Updated on 2022-06-01 GMT+08:00

Scenario Description

Scenario Description

Assume that Kafka receives the consumption records of five users every 30 seconds in a service. HBase table1 stores users' history consumption amount information.

There are 10 records in table1, indicating that users whose user names are 1 to 10. All users' initial history consumption amount is 0 CNY.

Based on some service requirements, a Spark application must be developed to implement the following functions:

Calculate a user's consumption amount in real time using the following formula: Total consumption amount = Current consumption amount (Kafka data) + History consumption amount (value in table1). Then, update the calculation result to table1.

Data Planning

  1. Create an HBase table and insert data.

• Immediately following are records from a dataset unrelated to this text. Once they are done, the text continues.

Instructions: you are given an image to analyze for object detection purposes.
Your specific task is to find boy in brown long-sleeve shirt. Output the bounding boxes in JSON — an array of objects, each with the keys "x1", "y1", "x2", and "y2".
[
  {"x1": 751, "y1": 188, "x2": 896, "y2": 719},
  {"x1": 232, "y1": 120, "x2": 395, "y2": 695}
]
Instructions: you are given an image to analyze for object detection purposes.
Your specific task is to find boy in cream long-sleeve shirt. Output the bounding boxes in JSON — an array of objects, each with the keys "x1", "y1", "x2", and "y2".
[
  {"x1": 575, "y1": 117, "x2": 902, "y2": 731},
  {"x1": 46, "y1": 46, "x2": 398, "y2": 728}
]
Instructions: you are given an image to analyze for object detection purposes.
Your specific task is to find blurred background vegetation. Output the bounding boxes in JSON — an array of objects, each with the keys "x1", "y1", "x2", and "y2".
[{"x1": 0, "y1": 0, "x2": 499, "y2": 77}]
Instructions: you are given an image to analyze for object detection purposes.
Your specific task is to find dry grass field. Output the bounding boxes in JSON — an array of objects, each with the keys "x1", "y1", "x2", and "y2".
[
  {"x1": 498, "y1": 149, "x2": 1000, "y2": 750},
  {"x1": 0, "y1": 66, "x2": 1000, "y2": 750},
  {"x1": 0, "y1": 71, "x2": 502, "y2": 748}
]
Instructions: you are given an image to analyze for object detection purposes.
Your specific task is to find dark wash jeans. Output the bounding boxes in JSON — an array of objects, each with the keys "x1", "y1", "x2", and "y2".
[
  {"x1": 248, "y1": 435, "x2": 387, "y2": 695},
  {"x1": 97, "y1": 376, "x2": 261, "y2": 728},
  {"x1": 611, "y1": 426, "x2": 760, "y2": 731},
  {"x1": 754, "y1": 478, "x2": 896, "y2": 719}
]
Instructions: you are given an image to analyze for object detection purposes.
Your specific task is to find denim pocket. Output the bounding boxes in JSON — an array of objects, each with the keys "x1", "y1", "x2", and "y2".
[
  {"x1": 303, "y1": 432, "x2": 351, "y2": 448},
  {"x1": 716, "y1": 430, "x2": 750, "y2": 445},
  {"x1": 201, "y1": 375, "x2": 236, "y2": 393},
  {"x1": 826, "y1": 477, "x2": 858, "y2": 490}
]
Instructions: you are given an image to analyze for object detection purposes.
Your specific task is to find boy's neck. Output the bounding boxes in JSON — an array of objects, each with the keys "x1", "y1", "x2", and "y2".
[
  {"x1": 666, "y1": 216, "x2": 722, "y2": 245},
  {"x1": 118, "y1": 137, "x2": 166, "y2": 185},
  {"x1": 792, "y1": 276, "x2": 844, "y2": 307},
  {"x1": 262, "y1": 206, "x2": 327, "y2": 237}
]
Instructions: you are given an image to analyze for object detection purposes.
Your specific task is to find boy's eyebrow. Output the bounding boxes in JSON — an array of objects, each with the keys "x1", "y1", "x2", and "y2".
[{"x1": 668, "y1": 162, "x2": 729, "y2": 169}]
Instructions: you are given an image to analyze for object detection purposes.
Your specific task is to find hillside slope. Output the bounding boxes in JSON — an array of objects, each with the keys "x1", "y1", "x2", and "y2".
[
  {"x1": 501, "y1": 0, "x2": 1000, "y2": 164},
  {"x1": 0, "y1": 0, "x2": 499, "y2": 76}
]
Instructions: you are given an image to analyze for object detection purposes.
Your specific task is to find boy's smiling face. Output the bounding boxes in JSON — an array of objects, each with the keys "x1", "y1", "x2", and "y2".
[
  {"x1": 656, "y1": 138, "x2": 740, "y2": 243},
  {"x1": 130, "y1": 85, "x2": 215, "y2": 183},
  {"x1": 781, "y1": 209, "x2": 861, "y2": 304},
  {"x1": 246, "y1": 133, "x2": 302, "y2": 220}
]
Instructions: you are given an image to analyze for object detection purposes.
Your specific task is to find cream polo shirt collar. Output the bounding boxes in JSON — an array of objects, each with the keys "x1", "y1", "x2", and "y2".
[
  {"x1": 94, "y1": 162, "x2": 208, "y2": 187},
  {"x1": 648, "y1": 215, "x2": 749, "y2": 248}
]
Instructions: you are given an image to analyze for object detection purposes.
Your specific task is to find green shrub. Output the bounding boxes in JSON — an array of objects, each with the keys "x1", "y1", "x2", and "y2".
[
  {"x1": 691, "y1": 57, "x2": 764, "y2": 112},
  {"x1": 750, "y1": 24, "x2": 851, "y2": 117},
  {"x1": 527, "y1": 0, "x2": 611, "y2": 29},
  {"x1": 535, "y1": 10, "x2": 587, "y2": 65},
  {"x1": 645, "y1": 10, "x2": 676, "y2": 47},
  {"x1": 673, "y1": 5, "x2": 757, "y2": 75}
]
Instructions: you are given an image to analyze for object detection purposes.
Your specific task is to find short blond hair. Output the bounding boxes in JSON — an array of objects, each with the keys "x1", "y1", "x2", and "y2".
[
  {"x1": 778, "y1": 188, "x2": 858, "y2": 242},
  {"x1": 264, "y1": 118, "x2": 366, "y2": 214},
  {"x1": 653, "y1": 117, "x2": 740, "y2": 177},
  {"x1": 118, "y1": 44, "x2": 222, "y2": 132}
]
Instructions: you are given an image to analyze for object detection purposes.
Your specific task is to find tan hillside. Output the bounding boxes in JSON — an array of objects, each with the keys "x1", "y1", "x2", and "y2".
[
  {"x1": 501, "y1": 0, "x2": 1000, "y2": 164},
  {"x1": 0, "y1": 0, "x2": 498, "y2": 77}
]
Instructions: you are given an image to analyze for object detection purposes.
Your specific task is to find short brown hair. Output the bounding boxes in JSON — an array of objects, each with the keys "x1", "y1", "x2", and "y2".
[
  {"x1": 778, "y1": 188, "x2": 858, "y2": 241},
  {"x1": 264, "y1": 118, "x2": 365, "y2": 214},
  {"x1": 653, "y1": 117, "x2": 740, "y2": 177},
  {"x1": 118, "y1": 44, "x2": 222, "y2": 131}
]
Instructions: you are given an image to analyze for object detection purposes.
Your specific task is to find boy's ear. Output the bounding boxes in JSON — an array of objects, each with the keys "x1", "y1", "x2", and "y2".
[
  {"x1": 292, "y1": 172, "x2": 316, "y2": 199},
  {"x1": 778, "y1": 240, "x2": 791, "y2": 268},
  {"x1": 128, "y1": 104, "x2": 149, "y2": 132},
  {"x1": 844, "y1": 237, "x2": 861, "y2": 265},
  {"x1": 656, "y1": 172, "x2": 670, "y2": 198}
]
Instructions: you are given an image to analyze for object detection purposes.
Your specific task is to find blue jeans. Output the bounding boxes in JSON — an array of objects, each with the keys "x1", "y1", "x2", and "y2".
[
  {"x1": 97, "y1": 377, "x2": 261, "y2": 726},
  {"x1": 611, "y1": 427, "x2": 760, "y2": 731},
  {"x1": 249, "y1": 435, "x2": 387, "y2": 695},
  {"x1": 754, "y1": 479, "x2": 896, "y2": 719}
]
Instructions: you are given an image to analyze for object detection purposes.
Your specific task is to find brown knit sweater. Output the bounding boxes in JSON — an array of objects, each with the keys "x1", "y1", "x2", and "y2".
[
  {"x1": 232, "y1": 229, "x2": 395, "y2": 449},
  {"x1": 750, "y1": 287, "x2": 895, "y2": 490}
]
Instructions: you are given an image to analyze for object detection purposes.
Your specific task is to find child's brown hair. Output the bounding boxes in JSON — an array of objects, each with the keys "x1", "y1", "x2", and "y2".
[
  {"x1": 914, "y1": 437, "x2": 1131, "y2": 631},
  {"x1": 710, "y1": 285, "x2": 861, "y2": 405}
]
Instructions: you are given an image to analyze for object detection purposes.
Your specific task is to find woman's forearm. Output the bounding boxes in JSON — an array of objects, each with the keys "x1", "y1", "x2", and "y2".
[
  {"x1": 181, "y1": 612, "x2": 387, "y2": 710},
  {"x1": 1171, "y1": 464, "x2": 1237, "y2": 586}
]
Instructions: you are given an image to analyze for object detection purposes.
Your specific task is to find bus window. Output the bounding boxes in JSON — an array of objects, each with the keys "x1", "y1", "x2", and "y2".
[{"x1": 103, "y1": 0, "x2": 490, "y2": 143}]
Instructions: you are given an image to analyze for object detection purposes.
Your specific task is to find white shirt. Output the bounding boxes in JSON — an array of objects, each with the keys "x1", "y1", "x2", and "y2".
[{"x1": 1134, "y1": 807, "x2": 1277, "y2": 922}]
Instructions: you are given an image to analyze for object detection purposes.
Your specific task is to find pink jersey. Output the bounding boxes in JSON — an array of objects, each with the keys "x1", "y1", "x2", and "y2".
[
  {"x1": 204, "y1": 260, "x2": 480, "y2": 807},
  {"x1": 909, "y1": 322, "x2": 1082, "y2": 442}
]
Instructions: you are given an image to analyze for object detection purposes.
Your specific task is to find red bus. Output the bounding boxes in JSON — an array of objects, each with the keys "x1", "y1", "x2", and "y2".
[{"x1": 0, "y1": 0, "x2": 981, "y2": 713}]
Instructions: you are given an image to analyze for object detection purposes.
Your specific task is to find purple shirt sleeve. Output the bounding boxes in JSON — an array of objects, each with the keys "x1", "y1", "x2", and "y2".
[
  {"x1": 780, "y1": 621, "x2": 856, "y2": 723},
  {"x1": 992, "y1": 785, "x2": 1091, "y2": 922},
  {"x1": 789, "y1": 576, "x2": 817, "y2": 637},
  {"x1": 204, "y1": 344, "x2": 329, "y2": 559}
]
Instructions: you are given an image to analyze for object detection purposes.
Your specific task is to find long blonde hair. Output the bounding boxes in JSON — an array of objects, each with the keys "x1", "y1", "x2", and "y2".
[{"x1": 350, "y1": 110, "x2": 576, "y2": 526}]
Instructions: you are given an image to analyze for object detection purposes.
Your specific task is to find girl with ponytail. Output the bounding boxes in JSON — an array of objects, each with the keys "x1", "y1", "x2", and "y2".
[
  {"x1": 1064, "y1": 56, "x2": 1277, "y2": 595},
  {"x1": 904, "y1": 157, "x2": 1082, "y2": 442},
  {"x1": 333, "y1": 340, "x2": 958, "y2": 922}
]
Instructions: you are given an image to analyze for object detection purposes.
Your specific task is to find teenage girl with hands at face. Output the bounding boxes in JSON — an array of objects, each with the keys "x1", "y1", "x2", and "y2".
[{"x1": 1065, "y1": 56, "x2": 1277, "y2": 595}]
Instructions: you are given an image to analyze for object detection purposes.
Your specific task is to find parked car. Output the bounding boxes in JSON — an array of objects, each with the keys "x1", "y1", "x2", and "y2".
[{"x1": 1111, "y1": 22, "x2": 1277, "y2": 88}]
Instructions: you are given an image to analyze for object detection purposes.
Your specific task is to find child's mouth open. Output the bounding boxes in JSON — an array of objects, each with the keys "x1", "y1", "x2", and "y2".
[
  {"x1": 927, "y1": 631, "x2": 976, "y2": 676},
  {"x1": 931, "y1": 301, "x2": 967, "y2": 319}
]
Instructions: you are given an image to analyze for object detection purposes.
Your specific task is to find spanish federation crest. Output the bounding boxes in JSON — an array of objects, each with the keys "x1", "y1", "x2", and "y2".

    1. Run the following command to create a table named table1 through HBase:

      create 'table1', 'cf'

    2. Run the following command on HBase to insert data into table1:
      put 'table1', '1', 'cf:cid', '0'
      put 'table1', '2', 'cf:cid', '0'
      put 'table1', '3', 'cf:cid', '0'
      put 'table1', '4', 'cf:cid', '0'
      put 'table1', '5', 'cf:cid', '0'
      put 'table1', '6', 'cf:cid', '0'
      put 'table1', '7', 'cf:cid', '0'
      put 'table1', '8', 'cf:cid', '0'
      put 'table1', '9', 'cf:cid', '0'
      put 'table1', '10', 'cf:cid', '0'

  2. Data of the Spark Streaming sample project is stored in Kafka.

    1. Ensure that the clusters are installed, including HDFS, Yarn, and Spark.
    2. Modify allow.everyone.if.no.acl.found of Kafka Broker to true. (This parameter does not need to be set for the normal cluster.)
    3. Create a topic.

      {zkQuorum} indicates ZooKeeper cluster information in the IP:port format.

      $KAFKA_HOME/bin/kafka-topics.sh --create --zookeeper {zkQuorum}/kafka --replication-factor 1 --partitions 3 --topic {Topic}

    4. Start the Producer of the sample code to send data to Kafka.

      {ClassPath} indicates the path for storing the JAR file of the project. The path is specified by users. For details about how to export the JAR file, see Compiling and Running Applications.

      java -cp $SPARK_HOME/jars/*:$SPARK_HOME/jars/streamingClient/*:{JAR_PATH} com.huawei.bigdata.spark.examples.streaming.StreamingExampleProducer {BrokerList} {Topic}

    • If Kerberos authentication is enabled, set spark.yarn.security.credentials.hbase.enabled in the client configuration file spark-default.conf and on the sparkJDBC server to true.
    • The format of {zkQuorum} is in zkIp:2181 format.
    • JAR_PATH indicates the path of the JAR package.
    • The value of BrokerList is in brokerIp:9092 format.

Development Guidelines

  1. Receive data from Kafka and generate the corresponding DStream.
  2. Filter and analyze data.
  3. Find the corresponding record in the HBase table.
  4. Calculate the result and write the result to the HBase table.